Data Sharing Statement
All data generated or analyzed in the current study available from the corresponding author on reasonable request.
Ethics Approval and Consent to Participate
This study was conducted in accordance with the declaration of Helsinki. This study was performed in accordance with relevant guidelines and regulations. The present study was approved by the Institutional Ethics Committee of Fujian Maternity and Child Health Hospital (2019-1027,2021KR031).
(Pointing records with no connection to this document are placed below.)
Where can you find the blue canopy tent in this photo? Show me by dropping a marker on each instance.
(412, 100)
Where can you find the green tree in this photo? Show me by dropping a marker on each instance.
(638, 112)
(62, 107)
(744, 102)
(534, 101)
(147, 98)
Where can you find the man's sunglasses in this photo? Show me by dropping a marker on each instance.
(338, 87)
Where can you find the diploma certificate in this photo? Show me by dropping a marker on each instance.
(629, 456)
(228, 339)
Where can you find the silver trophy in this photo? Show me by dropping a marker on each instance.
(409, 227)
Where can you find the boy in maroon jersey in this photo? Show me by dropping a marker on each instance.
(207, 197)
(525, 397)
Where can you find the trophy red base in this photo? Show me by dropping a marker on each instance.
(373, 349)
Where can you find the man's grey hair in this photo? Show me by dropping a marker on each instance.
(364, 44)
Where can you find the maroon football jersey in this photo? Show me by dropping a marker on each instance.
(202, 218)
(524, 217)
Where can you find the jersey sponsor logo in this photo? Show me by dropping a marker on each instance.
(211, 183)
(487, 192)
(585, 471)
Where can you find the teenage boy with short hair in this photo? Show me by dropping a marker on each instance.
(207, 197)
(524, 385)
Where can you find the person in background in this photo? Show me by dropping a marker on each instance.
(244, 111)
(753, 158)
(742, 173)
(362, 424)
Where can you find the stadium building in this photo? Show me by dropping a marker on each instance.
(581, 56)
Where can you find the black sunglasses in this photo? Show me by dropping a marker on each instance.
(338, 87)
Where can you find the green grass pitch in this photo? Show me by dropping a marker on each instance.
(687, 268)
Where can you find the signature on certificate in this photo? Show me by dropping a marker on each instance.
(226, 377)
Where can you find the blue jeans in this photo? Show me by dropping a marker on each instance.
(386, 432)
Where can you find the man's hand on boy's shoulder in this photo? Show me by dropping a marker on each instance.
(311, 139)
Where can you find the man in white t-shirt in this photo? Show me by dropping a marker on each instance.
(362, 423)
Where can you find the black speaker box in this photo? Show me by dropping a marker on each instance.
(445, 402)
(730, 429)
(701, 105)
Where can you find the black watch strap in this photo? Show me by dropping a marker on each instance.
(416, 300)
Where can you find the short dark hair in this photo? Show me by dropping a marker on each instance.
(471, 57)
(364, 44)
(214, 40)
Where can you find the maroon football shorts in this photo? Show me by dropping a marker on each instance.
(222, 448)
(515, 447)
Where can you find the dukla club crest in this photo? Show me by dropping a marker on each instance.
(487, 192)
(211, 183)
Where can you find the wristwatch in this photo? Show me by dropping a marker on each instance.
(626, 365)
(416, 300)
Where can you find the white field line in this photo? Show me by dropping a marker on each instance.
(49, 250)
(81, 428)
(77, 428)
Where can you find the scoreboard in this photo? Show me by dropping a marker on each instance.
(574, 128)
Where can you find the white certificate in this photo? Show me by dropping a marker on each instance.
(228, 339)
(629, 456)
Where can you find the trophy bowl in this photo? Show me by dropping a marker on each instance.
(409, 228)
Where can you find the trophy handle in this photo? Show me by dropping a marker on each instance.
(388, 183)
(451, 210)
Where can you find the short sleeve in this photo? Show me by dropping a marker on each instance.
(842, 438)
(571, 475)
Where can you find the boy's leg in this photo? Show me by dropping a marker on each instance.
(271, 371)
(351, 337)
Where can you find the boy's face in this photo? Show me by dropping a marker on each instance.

Due to the retrospective nature of the study, the Ethics Committee waived the need of obtaining informed consent. All patient data were de-identified and handled in strict compliance with the confidentiality requirements of the Declaration of Helsinki.
Consent for Publication
All participants provided informed consent and they agreed to publish their clinical data.
Funding
Fujian Provincial Natural Science Foundation of China (Grant No. 2021J01415).